The platform, which includes the ICTRP search portal (a database of trial registration data sets), and the WHO Registry Network (designed to promote communication and exchange of information to bolster proper trial registration) was initiated to create a universal standard among registries. Researchers worldwide, in addition to medical journal editors, also have joined the collaboration for greater transparency. Further, since the 1978 introduction of the Uniform Requirements for Manuscripts Submitted to Biomedical Journals by the International Committee of Medical Journal Editors, manuscripts submitted for peer review have been under increasingly stringent regulation with regard to author disclosures and data transparency.
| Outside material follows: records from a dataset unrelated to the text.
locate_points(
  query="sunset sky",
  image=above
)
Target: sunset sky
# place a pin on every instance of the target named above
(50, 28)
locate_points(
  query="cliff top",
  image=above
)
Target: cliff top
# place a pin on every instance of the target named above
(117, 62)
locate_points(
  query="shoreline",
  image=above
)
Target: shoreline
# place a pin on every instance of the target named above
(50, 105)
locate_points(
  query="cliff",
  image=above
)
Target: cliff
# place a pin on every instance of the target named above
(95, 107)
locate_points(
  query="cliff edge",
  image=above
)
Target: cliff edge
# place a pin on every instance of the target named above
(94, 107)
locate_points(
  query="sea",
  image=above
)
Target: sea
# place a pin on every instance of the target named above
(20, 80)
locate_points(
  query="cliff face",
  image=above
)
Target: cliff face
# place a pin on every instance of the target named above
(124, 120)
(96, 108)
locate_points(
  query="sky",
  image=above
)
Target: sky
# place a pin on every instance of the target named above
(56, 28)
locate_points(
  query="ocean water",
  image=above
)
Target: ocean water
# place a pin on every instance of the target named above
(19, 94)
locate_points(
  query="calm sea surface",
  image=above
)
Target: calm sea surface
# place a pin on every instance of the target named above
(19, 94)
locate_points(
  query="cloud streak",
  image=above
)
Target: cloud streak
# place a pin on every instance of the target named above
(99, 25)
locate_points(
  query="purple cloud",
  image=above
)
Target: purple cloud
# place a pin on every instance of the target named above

Several ophthalmic conferences including ARVO require registration of trials if data are to be presented at a meeting. All studies and results-except phase I trials, individual case reports, or observational case series, retrospective analyses, and experimental treatments that were compared with historical control group-must be registered for them to be presented at ARVO annual meetings.
Because the 2007 act made full clinical trial registration mandatory, it also effectively rendered irrelevant any misgivings that pharmaceutical companies and industry sponsors might have had regarding increased disclosure. Not only are improved communication and accessibility of trial information coming with the new law, so is equality within the industry.